One side of the coin says:
Churches of Christ are positioned to do well in the emerging culture. We never really jumped on the seeker-service bandwagon so we don’t have to unlearn worship as production rather than participation. Acapella worship invites participation. It is simple and portable. It works with groups of all sizes. It can be ethereal. In a culture plagued with non-stop noise, our worship style offers the ultimate “unplugged” experience.
We are big on baptism and communion. We are able to invite our neighbors into the mysterious world of the sacraments. We immerse them into the life of God and feast with them at the Lord’s Table. Our congregations offer tangible experiences of spiritual realities.
Because our roots are in a “back to the Bible” movement, we are always ready to re-examine the Scriptures. We know from experience that traditions can’t be trusted. The message of the gospel is easily encrusted. So we willingly go back to the headwaters of our faith to look for ways that the good news has been polluted somewhere along the way. It comes as no surprise to us that our modern version of the gospel is just as distorted as the medieval version we moved beyond so many years ago. We are quite comfortable subjecting even the most orthodox of orthodoxies to the scrutiny of a fresh reading of Scripture.

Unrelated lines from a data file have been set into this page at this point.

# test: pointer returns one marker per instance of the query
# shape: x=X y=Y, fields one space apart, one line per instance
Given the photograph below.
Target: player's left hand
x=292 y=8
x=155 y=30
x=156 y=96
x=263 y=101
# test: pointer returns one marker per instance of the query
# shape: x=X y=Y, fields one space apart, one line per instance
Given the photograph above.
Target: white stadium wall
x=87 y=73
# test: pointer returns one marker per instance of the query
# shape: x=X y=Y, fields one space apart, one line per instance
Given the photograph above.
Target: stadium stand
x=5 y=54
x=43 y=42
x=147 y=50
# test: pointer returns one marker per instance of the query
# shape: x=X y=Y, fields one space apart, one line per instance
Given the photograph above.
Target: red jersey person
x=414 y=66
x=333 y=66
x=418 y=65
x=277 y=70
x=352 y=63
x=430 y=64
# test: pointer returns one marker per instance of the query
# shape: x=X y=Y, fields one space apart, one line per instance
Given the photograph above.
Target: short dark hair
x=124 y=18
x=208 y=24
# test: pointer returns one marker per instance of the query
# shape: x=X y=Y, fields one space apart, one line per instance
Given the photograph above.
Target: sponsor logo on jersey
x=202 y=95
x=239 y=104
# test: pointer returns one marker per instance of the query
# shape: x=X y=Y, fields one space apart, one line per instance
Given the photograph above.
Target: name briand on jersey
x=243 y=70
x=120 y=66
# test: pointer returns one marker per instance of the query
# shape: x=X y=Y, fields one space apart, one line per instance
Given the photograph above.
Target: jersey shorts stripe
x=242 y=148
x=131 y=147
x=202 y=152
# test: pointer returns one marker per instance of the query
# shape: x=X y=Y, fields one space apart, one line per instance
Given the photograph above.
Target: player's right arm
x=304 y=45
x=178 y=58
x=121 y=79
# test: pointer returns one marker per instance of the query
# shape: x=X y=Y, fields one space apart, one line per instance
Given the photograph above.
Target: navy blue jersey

When an incongruity between what Scripture teaches and what we practice is identified, our autonomy allows each congregation to conform itself to the will of the Lord post-haste. We do not have to negotiate the politics of conventions or synods. Under the guidance of Spirit-led Shepherds, every congregation is free to be the kind of church God is calling it to be. This allows each and every congregation to be a Christ-flavored version of itself, free to respond creatively and appropriately to the needs of its surrounding culture.
In a post-denominational culture, where the name on the sign outside the building is less important than it used to be, our message of a simple, Bible-based, non-denominational practice of Christianity ought to resonate with those looking for more than empty religion.
Perhaps we are who we are, where we are, when we are, for just such a time as this?